From waste to taste
Using biotechnology to reduce food loss, the Danish company REDUCED has specialized in creating highquality natural flavour solutions using ingredients that are typically discarded.
Representing 8% of global greenhouse gas emission, the total amount food that is lost or wasted globally corresponds to 1.6 billion tons of food.
Therefore, reducing food loss and waste is not only a necessary step towards sustainable development, but also a good business opportunity.
From second-grade vegetables to umami flavours
In Denmark, REDUCED, an innovative flavour solutions company, has specialized in creating high-quality savoury flavours using upcycled agricultural and food industry by-products.
REDUCED has taken 60 tonnes of agricultural and food industry by-products and transformed it into natural food products
By utilising surplus ingredients from the agriculture- and food industry, such as rape seed cakes, broken lentils, chickens from egg production, shore crabs, and secondgrade vegetables, REDUCED is fighting food loss while contributing to a more sustainable food industry.

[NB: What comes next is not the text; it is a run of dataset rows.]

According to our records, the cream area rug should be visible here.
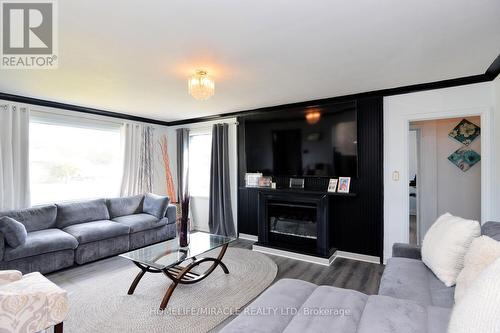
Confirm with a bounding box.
[62,248,277,333]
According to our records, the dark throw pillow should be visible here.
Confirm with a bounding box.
[143,193,170,219]
[0,216,28,248]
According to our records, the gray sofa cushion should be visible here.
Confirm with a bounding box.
[107,195,144,218]
[112,213,166,233]
[0,204,57,232]
[0,216,28,248]
[63,220,130,244]
[166,204,177,225]
[379,257,455,308]
[482,221,500,241]
[283,286,368,333]
[356,295,451,333]
[392,242,422,260]
[56,199,110,228]
[221,278,317,333]
[221,279,452,333]
[3,229,78,261]
[0,249,74,275]
[143,193,170,219]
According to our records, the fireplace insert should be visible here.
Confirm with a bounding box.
[268,201,317,239]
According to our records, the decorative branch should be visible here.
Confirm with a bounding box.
[159,135,177,203]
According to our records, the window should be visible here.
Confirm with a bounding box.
[29,114,123,205]
[188,133,212,197]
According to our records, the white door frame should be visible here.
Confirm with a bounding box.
[398,107,492,245]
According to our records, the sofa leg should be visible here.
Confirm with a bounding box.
[54,322,63,333]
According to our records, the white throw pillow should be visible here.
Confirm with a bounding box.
[455,236,500,302]
[421,213,480,287]
[448,257,500,333]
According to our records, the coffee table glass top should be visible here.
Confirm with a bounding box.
[120,232,236,270]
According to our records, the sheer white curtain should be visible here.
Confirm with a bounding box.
[120,123,154,196]
[0,102,30,210]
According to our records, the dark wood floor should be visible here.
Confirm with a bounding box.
[230,238,384,295]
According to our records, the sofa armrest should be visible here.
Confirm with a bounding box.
[482,221,500,241]
[0,234,4,261]
[165,204,177,225]
[392,243,422,260]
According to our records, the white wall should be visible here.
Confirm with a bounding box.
[411,117,481,241]
[383,82,496,262]
[167,119,238,233]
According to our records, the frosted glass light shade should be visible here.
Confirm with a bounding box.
[188,70,215,100]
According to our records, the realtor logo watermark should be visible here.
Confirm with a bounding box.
[1,0,57,69]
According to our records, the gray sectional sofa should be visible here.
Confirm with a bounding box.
[221,222,500,333]
[0,194,176,274]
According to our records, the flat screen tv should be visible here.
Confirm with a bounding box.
[245,101,358,177]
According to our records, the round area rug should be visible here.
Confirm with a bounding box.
[63,248,277,333]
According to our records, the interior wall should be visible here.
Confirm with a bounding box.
[383,81,495,262]
[411,117,481,241]
[166,119,238,233]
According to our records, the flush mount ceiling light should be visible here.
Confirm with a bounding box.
[188,70,215,101]
[305,109,321,124]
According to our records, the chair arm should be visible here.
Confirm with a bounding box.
[0,272,69,332]
[165,204,177,225]
[0,270,22,286]
[392,243,422,260]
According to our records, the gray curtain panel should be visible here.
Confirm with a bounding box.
[208,124,236,237]
[176,128,190,199]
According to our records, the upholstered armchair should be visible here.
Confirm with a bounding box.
[0,270,68,333]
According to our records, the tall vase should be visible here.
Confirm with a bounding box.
[177,217,190,248]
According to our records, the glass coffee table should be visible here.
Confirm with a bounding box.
[120,232,236,310]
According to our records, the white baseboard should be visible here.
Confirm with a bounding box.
[252,244,336,266]
[238,233,258,242]
[334,251,380,264]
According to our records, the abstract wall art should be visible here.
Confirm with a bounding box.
[448,147,481,172]
[448,119,480,146]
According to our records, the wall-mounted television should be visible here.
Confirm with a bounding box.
[245,101,358,178]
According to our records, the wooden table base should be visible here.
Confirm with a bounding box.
[127,243,230,310]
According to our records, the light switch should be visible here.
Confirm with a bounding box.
[392,171,400,181]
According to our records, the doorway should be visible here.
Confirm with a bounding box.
[408,129,419,245]
[408,116,481,244]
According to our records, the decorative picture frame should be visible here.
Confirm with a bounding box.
[448,119,480,146]
[258,176,273,188]
[245,173,262,187]
[327,178,338,193]
[447,147,481,172]
[289,178,305,189]
[337,177,351,193]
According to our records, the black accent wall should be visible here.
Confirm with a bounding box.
[238,97,383,258]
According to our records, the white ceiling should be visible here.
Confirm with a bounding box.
[1,0,499,122]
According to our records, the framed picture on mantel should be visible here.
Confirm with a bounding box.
[337,177,351,193]
[245,173,262,187]
[327,179,338,193]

The company transform the surplus ingredients into high-quality flavours with a unique and patented method. The method is called accelerated fermentation and is a combination of artisanal fermentation and new biotechnology. This method incorporates a specific fungal spore known as koji, which generates enzymes capable of unlocking umami characteristics in the by-products. As a result, REDUCED can efficiently transform diverse waste streams into a variety of additive-free savoury flavourings within a limited time frame.
60 tonnes of food waste – not wasted
For now, REDUCED has taken 60 tonnes of agricultural and food industry by-products and transformed it into natural food products using biotechnology in their IFS Global Markets Food certified production in Copenhagen.
The company is on the trajectory to process 500 tonnes of agricultural and food industry by-products in the two next years and has decreased its processing time with 300% during the past year, resulting in massive energy savings. All with the purpose to create taste from by-products.